Remember, Forest City Ratner once promoted space for 10,000 office jobs at Atlantic Yards. Now there would be space for 1340 jobs, with perhaps 375 new jobs.
Sure, there would be some spinoff in service and retail jobs generated by new residents in the area, but it's hard to say that, in Hindy's words, we've been making the best of it.
Except his numbers are off.
Jobs at MetroTech
The article states:
“I think he’s done a lot of good things,” Mr. Hindy said of Mr. Ratner. “I thought MetroTech was fantastic for Brooklyn. It brought a lot of jobs here.”
However, a January/February 2005 City Limits article by Matthew Schuerman, headlined THE RETURN OF METROTECH, stated:
MetroTech boosters, back in 1987, suggested that at least some of the dishes would make their way around. "Proponents maintained that there will be a total of 14,000 jobs, of which 5,800 will be retained and 8,200 will be newly created," according to the minutes of a Planning Commission public hearing. "Many of these jobs will be entry-level positions providing employment opportunities to Brooklynites."
MetroTech's has grown beyond its original plan, to 5.8 million square feet. Its total job count has grown, too, to 22,000 today. But most, business leaders acknowledge, were positions that moved in from elsewhere in the city. "Those were not new jobs," says Michael Burke, director of the Brooklyn Downtown Business Council, an offshoot of the borough's chamber of commerce. "A lot of those jobs existed when the buildings went up. For the most part, they were relocated jobs."
(Emphasis added)
Schuerman now works for the Observer, but didn't write the Hindy story.

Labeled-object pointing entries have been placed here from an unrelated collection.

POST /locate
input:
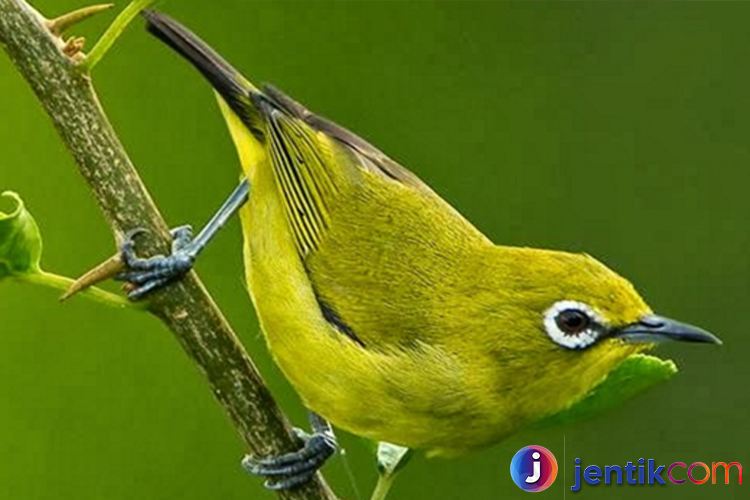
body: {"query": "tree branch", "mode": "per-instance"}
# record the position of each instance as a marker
(185, 308)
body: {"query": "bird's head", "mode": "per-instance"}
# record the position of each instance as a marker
(567, 321)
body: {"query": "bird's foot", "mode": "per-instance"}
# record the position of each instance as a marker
(147, 275)
(290, 470)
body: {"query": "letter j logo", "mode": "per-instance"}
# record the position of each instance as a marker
(533, 468)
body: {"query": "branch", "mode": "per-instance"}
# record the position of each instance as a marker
(185, 307)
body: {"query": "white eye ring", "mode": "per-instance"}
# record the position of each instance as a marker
(579, 341)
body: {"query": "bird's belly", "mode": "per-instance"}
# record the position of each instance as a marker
(420, 398)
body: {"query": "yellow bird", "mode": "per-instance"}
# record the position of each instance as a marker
(390, 313)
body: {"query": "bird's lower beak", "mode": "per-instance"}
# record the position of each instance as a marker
(658, 328)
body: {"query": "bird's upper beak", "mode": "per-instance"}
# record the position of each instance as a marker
(658, 328)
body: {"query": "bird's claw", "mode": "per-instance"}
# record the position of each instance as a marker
(290, 470)
(147, 275)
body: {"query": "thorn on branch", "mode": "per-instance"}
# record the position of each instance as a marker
(61, 24)
(73, 47)
(107, 269)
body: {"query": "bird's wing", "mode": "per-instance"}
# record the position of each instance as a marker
(383, 252)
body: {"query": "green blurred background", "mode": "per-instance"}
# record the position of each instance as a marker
(621, 129)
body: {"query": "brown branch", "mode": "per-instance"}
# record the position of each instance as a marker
(185, 307)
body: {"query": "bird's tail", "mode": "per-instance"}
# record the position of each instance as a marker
(236, 90)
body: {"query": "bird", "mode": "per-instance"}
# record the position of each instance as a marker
(393, 317)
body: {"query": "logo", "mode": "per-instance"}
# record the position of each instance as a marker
(650, 473)
(533, 468)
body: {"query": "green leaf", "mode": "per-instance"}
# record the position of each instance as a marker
(391, 458)
(20, 241)
(633, 376)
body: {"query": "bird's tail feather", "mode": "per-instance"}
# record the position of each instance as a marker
(235, 89)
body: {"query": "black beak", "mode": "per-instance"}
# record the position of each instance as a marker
(658, 328)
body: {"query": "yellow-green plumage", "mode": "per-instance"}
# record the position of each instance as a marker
(392, 315)
(450, 322)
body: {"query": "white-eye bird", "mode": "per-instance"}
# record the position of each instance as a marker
(390, 313)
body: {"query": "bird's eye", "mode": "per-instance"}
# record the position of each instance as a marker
(573, 325)
(572, 321)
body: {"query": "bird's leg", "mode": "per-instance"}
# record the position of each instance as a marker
(150, 274)
(293, 469)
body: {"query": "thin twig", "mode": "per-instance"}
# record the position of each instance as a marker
(185, 307)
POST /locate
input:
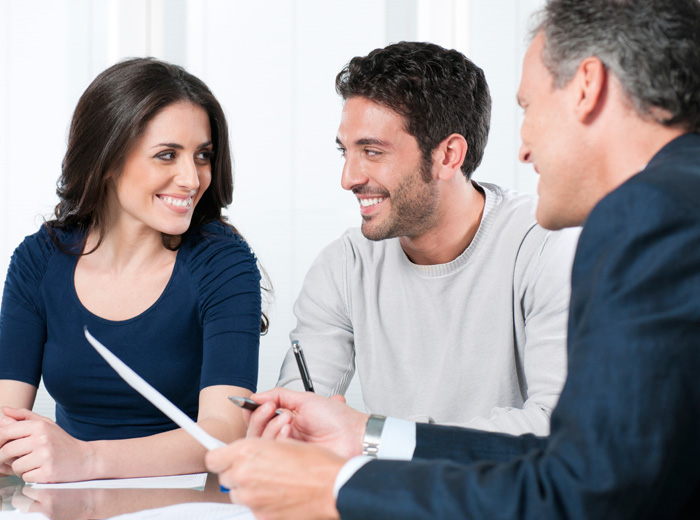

(Update: A reader points out that, taken literally, Hindy's correct: MetroTech did bring jobs to Brooklyn. However, relocating jobs from Manhattan to Brooklyn isn't much of a solution. City officials might say that at least the jobs weren't lost to New Jersey, and that justifies the subsidies to keep them in New York City. Perhaps. But the important point, I think, is that the project didn't fulfill the initial promises.)
Jobs at AY
As for Atlantic Yards, the Observer quotes Hindy:
“Brooklyn has a serious need for jobs,” he said. “Pfizer just closed their plant over in Bed-Stuy. Domino Sugar closed last year down on the waterfront here. Those big industrial plants just aren’t feasible here anymore. So something’s gotta replace it. Things like the development at Coney Island and things like Atlantic Yards—that’s what we have to work with, and we have to make the best of it.”
Remember, Forest City Ratner once promoted space for 10,000 office jobs at Atlantic Yards. Now there would be space for 1340 jobs, with perhaps 375 new jobs.
Sure, there would be some spinoff in service and retail jobs generated by new residents in the area, but it's hard to say that, in Hindy's words, we've been making the best of it.